The plan is still in place, the signing is good. Now just ensure any additional signings to deal with the center position are for one year only (or unguaranteed in any future years) and the outlook is good.

Quick Note

One additional unknown hanging over the Raptors right now is Terence Davis. We don’t know if maybe the team trades or waives him. His salary is non-guaranteed, so he would just be removed from the books either way.

If that does happen, it opens up an additional $1.6 million in room under the tax this year, but increases the number of players we need to add.

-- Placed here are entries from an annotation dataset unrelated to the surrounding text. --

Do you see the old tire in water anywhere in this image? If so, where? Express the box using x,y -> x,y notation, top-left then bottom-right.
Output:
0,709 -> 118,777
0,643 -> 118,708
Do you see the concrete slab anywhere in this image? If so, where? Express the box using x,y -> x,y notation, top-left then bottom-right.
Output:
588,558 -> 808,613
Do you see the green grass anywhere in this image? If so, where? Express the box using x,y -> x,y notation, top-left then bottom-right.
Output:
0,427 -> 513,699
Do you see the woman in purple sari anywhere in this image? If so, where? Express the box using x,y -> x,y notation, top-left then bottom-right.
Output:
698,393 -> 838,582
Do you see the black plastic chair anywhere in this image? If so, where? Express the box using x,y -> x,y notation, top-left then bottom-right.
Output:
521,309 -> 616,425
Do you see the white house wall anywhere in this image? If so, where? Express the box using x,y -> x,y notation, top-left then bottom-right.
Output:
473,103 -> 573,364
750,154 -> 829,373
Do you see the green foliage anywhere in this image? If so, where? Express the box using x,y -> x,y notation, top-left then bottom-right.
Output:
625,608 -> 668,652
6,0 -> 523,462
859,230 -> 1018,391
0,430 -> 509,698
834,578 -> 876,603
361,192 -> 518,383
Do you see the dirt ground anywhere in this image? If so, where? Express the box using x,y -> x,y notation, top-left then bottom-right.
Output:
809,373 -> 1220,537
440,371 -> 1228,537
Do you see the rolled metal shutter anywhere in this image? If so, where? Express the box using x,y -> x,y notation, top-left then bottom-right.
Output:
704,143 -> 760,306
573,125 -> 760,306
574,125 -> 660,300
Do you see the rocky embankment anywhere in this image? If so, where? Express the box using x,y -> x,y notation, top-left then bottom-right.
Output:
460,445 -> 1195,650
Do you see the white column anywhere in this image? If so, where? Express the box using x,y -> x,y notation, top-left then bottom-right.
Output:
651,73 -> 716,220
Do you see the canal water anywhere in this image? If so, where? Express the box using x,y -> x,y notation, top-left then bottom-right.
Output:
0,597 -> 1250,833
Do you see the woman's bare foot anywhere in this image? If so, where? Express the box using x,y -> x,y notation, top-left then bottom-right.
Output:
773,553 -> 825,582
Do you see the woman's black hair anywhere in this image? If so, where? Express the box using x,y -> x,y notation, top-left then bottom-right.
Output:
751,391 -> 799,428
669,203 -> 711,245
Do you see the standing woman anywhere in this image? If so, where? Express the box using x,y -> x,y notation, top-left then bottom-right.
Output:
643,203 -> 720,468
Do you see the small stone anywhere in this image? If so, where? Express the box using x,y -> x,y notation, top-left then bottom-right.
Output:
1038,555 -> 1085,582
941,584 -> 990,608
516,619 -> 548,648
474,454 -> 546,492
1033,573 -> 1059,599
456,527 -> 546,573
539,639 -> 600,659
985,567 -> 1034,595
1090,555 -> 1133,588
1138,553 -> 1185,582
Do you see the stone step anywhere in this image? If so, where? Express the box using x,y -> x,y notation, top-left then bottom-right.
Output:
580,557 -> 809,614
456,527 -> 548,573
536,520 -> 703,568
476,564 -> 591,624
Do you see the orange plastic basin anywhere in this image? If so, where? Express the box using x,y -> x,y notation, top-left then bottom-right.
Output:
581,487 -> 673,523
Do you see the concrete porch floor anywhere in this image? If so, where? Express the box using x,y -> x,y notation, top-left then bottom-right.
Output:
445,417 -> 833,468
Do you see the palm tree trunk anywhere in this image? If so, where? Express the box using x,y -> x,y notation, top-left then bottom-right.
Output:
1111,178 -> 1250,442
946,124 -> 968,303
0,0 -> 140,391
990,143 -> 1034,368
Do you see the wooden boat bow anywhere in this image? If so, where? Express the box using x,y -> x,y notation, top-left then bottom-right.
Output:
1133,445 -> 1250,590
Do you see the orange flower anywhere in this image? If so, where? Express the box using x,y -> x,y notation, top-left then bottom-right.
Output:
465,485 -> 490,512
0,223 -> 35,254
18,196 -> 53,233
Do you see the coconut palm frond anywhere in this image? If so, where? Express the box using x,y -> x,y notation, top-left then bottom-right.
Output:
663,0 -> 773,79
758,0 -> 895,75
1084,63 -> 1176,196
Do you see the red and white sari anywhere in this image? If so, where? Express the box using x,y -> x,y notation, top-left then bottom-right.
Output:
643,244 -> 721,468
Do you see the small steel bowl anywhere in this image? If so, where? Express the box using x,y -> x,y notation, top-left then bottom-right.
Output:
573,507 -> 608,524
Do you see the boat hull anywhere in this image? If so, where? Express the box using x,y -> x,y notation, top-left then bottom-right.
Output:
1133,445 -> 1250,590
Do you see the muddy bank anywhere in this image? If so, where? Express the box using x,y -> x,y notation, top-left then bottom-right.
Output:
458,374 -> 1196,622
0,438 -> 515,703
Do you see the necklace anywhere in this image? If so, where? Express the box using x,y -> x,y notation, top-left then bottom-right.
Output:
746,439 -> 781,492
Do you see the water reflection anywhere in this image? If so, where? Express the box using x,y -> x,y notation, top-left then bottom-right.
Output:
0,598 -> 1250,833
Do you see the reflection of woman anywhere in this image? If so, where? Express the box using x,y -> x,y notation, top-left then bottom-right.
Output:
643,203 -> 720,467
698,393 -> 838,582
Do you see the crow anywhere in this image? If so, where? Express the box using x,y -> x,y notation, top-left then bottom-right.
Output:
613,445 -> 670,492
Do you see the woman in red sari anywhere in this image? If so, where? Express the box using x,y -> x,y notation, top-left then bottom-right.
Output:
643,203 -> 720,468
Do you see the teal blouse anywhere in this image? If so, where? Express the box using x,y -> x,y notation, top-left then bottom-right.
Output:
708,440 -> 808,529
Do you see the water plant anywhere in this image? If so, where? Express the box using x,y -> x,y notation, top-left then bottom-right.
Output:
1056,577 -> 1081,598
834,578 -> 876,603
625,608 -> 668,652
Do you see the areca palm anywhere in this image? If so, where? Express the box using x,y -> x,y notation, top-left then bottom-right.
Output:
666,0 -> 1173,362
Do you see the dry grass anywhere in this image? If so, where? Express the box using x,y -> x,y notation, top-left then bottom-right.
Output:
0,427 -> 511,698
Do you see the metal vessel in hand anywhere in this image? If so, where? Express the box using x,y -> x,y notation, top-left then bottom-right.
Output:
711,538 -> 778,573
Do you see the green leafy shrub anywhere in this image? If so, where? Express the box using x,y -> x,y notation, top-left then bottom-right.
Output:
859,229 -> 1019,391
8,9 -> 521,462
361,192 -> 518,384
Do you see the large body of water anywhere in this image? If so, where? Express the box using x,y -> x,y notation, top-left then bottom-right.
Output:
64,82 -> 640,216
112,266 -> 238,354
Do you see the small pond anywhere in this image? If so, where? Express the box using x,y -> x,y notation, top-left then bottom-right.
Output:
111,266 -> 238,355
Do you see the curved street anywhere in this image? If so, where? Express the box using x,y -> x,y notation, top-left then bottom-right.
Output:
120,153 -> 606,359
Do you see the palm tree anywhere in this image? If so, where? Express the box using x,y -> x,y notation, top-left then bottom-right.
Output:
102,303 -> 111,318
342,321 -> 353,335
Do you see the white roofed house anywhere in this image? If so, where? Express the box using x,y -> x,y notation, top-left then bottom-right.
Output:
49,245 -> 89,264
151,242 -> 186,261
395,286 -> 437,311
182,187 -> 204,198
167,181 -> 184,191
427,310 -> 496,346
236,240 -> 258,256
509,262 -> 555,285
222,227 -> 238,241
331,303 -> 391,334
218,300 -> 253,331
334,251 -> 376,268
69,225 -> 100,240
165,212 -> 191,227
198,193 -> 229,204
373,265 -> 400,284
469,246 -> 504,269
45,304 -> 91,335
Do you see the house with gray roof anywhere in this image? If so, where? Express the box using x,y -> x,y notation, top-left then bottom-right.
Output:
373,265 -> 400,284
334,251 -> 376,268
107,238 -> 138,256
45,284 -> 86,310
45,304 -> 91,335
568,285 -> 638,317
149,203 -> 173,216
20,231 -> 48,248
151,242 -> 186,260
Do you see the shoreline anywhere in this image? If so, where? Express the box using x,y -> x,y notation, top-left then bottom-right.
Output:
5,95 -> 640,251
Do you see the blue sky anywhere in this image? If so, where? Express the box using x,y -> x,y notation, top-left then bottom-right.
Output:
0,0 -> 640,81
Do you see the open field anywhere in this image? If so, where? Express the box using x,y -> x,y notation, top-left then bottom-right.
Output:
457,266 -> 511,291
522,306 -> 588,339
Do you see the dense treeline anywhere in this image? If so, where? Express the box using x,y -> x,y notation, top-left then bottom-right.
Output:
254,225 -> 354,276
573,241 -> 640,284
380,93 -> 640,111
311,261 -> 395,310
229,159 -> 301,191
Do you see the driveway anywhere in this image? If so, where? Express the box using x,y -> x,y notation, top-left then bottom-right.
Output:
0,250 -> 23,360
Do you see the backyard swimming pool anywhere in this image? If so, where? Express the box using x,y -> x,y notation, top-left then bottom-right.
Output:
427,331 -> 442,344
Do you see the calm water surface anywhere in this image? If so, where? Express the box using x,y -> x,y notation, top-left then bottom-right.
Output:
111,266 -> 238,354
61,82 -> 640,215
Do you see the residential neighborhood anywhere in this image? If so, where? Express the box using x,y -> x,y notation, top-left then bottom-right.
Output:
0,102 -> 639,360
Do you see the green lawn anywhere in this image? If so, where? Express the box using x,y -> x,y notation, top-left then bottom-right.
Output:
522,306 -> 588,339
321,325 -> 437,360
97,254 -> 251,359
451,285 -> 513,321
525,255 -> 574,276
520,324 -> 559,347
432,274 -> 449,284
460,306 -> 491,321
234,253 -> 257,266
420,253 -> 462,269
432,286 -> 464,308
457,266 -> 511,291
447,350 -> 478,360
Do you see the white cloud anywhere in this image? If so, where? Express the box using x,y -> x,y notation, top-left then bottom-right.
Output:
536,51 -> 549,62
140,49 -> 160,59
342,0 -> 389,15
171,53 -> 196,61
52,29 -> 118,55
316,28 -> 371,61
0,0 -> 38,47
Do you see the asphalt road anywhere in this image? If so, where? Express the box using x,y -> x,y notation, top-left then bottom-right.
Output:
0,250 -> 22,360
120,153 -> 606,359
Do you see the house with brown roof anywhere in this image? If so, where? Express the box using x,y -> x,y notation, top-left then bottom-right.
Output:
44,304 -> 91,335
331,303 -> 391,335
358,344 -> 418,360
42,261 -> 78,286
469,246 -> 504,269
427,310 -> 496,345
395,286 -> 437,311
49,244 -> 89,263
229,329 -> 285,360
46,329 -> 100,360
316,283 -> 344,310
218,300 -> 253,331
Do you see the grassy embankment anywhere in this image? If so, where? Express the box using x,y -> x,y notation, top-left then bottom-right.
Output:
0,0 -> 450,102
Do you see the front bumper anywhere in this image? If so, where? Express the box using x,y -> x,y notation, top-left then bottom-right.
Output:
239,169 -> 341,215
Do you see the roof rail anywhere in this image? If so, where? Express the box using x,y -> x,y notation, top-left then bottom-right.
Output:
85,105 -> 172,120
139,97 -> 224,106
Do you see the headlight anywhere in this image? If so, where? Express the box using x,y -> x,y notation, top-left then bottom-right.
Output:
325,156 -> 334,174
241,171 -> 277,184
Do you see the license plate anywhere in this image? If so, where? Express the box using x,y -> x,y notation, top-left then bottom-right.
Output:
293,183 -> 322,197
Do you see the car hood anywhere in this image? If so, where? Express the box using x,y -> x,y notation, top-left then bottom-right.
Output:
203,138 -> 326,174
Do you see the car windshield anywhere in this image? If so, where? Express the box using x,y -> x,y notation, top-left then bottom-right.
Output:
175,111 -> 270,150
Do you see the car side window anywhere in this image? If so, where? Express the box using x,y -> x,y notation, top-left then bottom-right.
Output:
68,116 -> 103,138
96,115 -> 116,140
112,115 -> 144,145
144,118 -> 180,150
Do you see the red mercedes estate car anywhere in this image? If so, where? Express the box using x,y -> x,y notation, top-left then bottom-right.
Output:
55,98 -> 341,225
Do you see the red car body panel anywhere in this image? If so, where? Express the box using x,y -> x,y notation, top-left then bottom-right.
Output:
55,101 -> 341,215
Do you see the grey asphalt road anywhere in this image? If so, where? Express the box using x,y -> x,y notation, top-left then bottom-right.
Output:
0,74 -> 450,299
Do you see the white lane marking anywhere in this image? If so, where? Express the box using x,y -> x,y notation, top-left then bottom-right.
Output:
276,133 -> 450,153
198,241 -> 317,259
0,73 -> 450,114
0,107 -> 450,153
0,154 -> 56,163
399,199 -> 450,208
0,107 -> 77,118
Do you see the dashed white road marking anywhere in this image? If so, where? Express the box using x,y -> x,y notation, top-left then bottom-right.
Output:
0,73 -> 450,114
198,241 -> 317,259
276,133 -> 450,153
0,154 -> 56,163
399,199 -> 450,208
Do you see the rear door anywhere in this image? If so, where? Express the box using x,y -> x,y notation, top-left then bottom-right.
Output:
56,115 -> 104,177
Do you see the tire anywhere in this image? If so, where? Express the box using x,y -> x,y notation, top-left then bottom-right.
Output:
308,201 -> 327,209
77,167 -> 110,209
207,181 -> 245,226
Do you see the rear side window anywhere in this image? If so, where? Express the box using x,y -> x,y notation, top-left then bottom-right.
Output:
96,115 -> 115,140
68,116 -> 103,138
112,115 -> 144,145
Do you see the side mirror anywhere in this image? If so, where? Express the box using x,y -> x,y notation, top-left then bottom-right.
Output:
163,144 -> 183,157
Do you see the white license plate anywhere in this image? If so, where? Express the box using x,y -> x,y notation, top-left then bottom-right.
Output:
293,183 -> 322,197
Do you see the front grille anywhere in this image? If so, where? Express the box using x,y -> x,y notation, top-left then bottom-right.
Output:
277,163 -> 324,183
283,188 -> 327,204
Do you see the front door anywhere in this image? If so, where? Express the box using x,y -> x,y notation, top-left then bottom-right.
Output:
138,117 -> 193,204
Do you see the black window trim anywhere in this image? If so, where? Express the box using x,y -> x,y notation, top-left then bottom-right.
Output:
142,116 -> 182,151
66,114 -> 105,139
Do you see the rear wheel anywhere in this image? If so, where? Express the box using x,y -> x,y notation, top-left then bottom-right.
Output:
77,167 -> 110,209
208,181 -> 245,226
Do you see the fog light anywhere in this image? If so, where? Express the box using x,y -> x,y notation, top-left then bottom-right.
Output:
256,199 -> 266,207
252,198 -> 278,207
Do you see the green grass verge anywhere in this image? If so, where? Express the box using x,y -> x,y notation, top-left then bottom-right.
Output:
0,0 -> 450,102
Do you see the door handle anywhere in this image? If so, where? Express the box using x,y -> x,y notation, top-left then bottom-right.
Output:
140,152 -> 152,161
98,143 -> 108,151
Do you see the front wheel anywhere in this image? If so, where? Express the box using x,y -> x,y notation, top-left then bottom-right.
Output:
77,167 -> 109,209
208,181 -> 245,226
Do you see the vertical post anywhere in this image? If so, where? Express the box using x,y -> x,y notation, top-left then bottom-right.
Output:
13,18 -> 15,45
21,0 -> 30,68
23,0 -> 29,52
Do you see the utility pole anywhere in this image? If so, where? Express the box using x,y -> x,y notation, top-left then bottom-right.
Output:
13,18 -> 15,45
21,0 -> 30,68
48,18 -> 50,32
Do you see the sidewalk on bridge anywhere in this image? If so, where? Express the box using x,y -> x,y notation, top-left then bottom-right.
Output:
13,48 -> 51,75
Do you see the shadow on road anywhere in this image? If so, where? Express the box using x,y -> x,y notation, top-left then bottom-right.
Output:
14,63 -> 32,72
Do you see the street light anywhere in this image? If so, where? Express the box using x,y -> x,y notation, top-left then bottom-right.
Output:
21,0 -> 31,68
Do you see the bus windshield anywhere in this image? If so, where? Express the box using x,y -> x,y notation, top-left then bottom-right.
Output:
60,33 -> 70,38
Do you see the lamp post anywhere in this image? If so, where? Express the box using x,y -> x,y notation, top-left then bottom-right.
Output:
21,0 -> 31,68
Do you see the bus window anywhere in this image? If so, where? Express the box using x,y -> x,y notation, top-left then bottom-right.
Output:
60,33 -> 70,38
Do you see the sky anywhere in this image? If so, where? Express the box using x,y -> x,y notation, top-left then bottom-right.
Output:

And the numbers above for 2021 assume his $2 million cap hold is on the books, so if that goes away, and gets replaced with an empty roster spot charge, then the Raptors clear another $1.1 million of wiggle room under the cap.

Backup Plan

And here is just a quick reminder of the likely backup plan going into summer 2021. The Raptors are currently lined up to be able to land a superstar in free agency. If they succeed, great, but it will mean waiving their rights to players like Kyle Lowry, Norman Powell, and any one-year contracts they sign this offseason. But if you can land that big fish, such is the price you pay.

But if the Raptors strike out, and not only does the biggest superstar that summer go elsewhere, but other targets fall through as well, they actually have a fairly solid backup plan. They can just re-sign those guys they were going to have to let walk. Kyle Lowry gets to ride off into the sunset with a deal with term to stay. Norman Powell can get a raise here. And any young (or veteran) big signed this summer can likely be kept as well if they aren’t worth significantly more than the MLE.

Something to keep in mind as the rest of the offseason plays out, and when considering the potential cost of signing that big name free agent. The backup plan goes hand in hand with that cost, and it never hurts to have a backup plan.